Les mouvements de jeunesse eux-mêmes, propriétaires de leurs propres locaux, constituent bien entendu des bénéficiaires directs et prioritaires de cette mesure.

Méritent également mention les fabriques d'église, qui gèrent très souvent des espaces destinés à accueillir des activités pour jeunes, perpétuant une tradition d'engagement communautaire.

Enfin, les propriétaires privés ayant décidé de mettre durablement et exclusivement leurs infrastructures à disposition des jeunes peuvent bénéficier du soutien.

Cette dernière condition traduit une exigence de continuité et de sincérité de l'engagement envers la jeunesse, évitant que le dispositif ne profite à des propriétaires opportunistes cherchant des subventions ponctuelles.

L'exclusivité de la mise à disposition garantit que les locaux restent véritablement au service des jeunes et de la vie collective.

      

​La portée et l'impact territorial

     
Le lancement du plan « Bâtir pour Grandir » revêt une signification qui dépasse la seule dimension financière. Il signale un réengagement symbolique de la Province envers ses jeunes citoyens et les organisations qui les accompagnent.

En cette période où les défis auxquels fait face la jeunesse (isolement social, manque d'espaces de vie commune, accès limité aux activités structurées, pression académique croissante) revêtent une acuité nouvelle, cette mesure constitue un signal politique et social majeur.
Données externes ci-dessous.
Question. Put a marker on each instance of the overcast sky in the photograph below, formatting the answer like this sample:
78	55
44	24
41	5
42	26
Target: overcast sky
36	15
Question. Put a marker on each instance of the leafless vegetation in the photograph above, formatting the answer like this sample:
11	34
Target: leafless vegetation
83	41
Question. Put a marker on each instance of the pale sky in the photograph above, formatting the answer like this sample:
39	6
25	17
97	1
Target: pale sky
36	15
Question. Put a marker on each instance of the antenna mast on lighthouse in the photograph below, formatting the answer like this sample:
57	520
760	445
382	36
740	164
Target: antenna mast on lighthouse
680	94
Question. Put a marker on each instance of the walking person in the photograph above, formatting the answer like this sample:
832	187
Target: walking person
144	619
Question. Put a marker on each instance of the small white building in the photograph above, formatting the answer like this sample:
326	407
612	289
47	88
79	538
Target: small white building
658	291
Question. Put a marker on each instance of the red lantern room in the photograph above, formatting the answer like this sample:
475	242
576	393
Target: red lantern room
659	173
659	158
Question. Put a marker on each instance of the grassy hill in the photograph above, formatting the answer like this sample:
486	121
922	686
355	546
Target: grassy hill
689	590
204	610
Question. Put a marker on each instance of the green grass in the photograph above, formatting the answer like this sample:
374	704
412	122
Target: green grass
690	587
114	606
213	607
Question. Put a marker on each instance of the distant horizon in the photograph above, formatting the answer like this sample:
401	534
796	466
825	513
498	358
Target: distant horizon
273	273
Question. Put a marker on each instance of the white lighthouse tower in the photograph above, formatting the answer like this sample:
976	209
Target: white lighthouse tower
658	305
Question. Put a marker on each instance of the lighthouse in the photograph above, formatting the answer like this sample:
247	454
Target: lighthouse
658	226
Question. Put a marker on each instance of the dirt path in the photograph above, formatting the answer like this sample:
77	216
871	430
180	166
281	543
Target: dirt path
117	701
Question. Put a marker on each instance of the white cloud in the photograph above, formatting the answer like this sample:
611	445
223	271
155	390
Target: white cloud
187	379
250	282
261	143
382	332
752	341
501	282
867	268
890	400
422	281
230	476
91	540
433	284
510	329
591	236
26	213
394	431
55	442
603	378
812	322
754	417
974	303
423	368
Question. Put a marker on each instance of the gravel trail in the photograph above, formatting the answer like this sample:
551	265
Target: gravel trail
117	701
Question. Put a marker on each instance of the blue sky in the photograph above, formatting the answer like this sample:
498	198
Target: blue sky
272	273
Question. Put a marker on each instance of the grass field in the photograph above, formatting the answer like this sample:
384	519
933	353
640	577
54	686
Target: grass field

Elle démontre que les élus provinciaux considèrent la jeunesse non comme une variable d'ajustement budgétaire, mais comme un investissement stratégique pour l'avenir du territoire.

L'initiative confirme que le Brabant wallon estime que les mouvements de jeunesse ne sont pas des accessoires qu'on peut abandonner en temps de restrictions budgétaires, mais des piliers de la vie communautaire qu'il convient d'entretenir et de renforcer activement.

Cette philosophie généreuse pourrait servir de modèle à d'autres niveaux de gouvernance et à d'autres régions. Le plan « Bâtir pour Grandir » envoie un message clair : la jeunesse est un investissement qui vaut la peine, un secteur qu'on accompagne plutôt qu'on abandonne.

Par ailleurs, ce dispositif aura des effets en cascade : en sécurisant les espaces, on pérennise les activités des mouvements, on rassure les parents, on crée un environnement plus accueillant pour les jeunes eux-mêmes.

Les locaux rénovés deviennent plus attractifs, favorisant l'adhésion de nouveaux jeunes et le recrutement d'animateurs bénévoles motivés.

De nombreux mouvements affrontaient une spirale de déclin : les locaux vieillissent, l'offre devient moins attractive, les jeunes partent, la base financière s'érode davantage. Ce plan coupe cette boucle négative en injectant des ressources dans l'infrastructure physique.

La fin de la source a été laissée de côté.